Parker was getting to a place where his statistical production and intangible contributions would have matched up, at which point he probably would have become a net-neutral or even net-positive player for the Bucks.
So while his injury will delay his development, the Bucks can comfortably redistribute his minutes to the likes of Ersan Ilyasova, Khris Middleton, John Henson and perhaps even Giannis Antetokounmpo—the only Bucks player with even more potential than Parker.
Milwaukee is loaded with capable wings and forwards; replacing Parker's production (which his sub-15 PER indicates was, on balance, below league-average) won't be all that hard.
Where It Hurts
As evidenced by his negative impact on Milwaukee's on-court production, Parker's value to the Bucks is more symbolic than anything—rooted in his potential for stardom and perfect fit with the team's core.
He represents the team as a whole. He's young, promising and still having success despite feeling his way through an always-difficult transition process.
He represents an odd triumph of the Bucks' stubborn refusal to bottom out. They didn't lose 67 games on purpose last year. In fact, they came into the season with expectations of returning to the playoffs, and when things went south, they didn't embark on a tanking expedition like many other teams might have.
In a sense, Parker was their reward: a can't-miss prospect who wanted to play in the Midwest.

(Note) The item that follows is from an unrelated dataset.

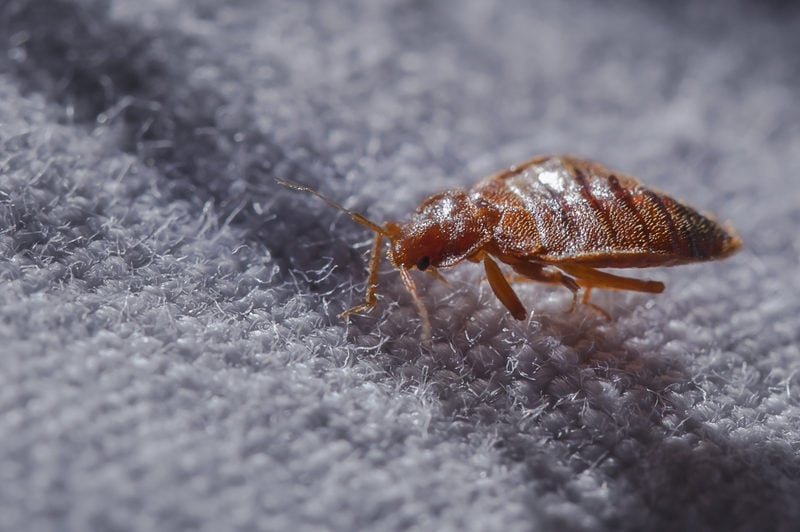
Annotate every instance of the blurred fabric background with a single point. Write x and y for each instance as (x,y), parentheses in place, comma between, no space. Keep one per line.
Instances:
(170,355)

More than anything else, he represents the polished foil to the raw, incalculable potential of Antetokounmpo. The fit is as right as the differences between the two forwards are profound.
Parker is the steady, predictable scoring force—part 'Melo, part Glenn Robinson. The Greek Freak is a pass-first positional hybrid with intriguing bursts of brilliance and more rough edges than a granite quarry.
These two are perfect together, and every second they spend apart going forward is a second wasted.
That's where the Bucks should be concerned—with the missed opportunity for Parker and Antetokounmpo to develop the chemistry that will form the foundation of the franchise in the future.
Most teams have a hell of a time getting one potentially transformative prospect into the fold. The Bucks have two, and they need them to play together to maximize this unique opportunity.
Unfortunately, Parker's injury will delay the progress of one of the league's most auspicious tandems.